Some of the members of Congress who were there for the original drafting of the relevant federal laws are saying that it’s very much the latter: that Congress’s intent has always been specifically to prevent against the type of unilateral maneuvers that Trump has executed on Habba’s behalf.

In two different amicus briefs submitted to the court yesterday, a plethora of current and former members of Congress of both parties, among them New Jersey Rep. Frank Pallone (D-Long Branch), insist that the Trump administration’s actions violate their own legislative intent as well as broader constitutional protections of the separation of powers. (The briefs have not yet been officially accepted by the court.)

“The Administration’s recent actions to extend Ms. Habba’s tenure as U.S. Attorney beyond the statutory limit, without Senate confirmation, implicates the very separation of powers amici sought to address in 2007,” one brief states; the same line is replicated with small differences in the second brief.

When Habba was named interim U.S. Attorney in March of this year, her appointment came with a 120-day limit under federal law; the limit had been briefly revoked during President George W. Bush’s administration, but was put back in place by the Preserving United States Attorney Independence Act of 2007, which passed Congress overwhelmingly. If no Senate-confirmed U.S. Attorney is in place at the end of those 120 days, the law states, federal District Court judges in the relevant district have the authority to name a new U.S. Attorney themselves.

The Trump administration, however, attempted to sidestep those requirements using a complicated series of maneuvers in late July, when Habba’s nomination was set to expire. After New Jersey’s judges voted to appoint First Assistant U.S. Attorney Desiree Grace to succeed Habba, Attorney General Pam Bondi fired Grace, accepted Habba’s resignation as interim U.S. Attorney, and named Habba as the new First Assistant, thus elevating her to acting U.S. Attorney by default.

Trump and Habba have argued in court filings that they followed the letter of the law at every step of the process, and that Habba is the duly appointed U.S. Attorney. But one of yesterday’s amicus briefs, submitted by six longtime members of the House who “participated in” the passage of the 2007 law, argues that the intent of Congress had always been to place limits on presidential authority when it comes to U.S. Attorneys.

“Amici have a strong interest in ensuring that the Court interprets the statutory framework governing the appointment of U.S. Attorneys in a manner faithful to this constitutional design and the original intent of amici in passing these critical appointment provisions,” the brief states.

Five of the amici are Democrats who remain in Congress today – Pallone and Reps.

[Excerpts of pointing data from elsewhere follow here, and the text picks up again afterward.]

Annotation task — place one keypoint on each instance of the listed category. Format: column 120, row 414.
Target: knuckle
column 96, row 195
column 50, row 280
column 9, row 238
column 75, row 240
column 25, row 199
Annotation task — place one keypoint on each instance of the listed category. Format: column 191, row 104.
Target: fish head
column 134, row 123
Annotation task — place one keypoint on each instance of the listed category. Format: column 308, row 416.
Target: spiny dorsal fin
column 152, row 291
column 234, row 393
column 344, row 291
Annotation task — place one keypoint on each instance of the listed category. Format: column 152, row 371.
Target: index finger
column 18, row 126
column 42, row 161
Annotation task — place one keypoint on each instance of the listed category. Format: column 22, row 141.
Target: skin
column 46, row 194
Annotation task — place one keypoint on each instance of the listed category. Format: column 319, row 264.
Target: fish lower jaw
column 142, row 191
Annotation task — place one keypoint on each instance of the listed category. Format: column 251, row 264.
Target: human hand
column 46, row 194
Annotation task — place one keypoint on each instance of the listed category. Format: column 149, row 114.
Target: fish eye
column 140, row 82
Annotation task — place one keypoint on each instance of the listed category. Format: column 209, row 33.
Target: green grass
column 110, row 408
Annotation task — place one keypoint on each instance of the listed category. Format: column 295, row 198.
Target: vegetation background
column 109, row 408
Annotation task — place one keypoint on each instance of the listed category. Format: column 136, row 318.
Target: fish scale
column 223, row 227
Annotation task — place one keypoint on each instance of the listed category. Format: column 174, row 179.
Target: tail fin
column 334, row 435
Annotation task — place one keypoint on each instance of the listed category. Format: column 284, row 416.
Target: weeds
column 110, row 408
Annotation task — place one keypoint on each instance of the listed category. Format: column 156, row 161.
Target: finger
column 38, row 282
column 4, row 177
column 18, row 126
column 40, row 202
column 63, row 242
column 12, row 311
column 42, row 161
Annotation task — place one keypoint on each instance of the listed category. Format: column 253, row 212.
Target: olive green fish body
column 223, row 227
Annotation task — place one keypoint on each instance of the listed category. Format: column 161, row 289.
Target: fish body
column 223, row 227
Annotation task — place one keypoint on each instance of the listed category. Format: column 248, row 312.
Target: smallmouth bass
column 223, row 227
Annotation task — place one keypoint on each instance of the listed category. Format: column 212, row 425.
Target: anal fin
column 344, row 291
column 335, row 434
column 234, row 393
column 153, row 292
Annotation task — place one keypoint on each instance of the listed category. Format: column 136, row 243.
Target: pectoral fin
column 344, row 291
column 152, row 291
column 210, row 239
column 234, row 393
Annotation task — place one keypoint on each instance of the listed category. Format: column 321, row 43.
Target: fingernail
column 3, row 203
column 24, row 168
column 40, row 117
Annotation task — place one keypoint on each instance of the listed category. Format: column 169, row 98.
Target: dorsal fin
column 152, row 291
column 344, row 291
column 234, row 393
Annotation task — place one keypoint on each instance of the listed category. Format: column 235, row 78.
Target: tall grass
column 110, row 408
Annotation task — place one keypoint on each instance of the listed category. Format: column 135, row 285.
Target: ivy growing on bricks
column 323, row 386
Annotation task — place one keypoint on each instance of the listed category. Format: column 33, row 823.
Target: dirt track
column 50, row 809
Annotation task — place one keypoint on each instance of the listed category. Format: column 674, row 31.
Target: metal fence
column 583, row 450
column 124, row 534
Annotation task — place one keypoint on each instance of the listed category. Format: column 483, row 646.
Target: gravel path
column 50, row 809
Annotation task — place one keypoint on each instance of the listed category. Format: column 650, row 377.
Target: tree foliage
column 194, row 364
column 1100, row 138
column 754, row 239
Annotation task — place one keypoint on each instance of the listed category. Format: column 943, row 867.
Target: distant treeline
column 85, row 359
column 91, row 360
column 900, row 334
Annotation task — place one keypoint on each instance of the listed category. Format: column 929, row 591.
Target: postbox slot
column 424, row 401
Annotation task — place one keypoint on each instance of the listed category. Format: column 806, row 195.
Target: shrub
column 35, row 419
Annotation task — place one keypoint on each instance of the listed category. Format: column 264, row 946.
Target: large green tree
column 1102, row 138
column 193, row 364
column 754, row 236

Nydia Velázquez (D-New York), Bennie Thompson (D-Mississippi), Lloyd Doggett (D-Texas), and Stephen Lynch (D-Massachusetts) – while the sixth is Wayne Gilchrest, a former Maryland congressman who served in Congress as a Republican but became a Democrat in 2019.

The other brief is substantially shorter and replicates many of the same arguments as its counterpart, but its list of amici is noteworthy nonetheless. It’s signed by nine former Republican members of the House and Senate – “members of the same party as the current United States Presidential Administration,” it notes – some of whom (like former Virginia Rep. Barbara Comstock) left office as recently as 2019 and others of whom (like former New York Rep. John LeBoutillier) haven’t held public office for decades.

Both briefs state that the members take no position with respect to the underlying challenge to Habba’s authority that will come up in court tomorrow: whether or not she can prosecute a New Jersey defendant named Julien Giraud Jr. on drug and weapons charges given the potentially illegitimate nature of her appointment.

Pennsylvania Judge Matthew Brann, to whom the case was transferred after the Third Circuit determined that it should not remain under the purview of a New Jersey judge, will preside over a hearing on the matter tomorrow morning in Williamsport. He ordered yesterday that a second, similar challenge to Habba’s authority regarding a real estate investor named Cesar Pina will also be heard in court tomorrow.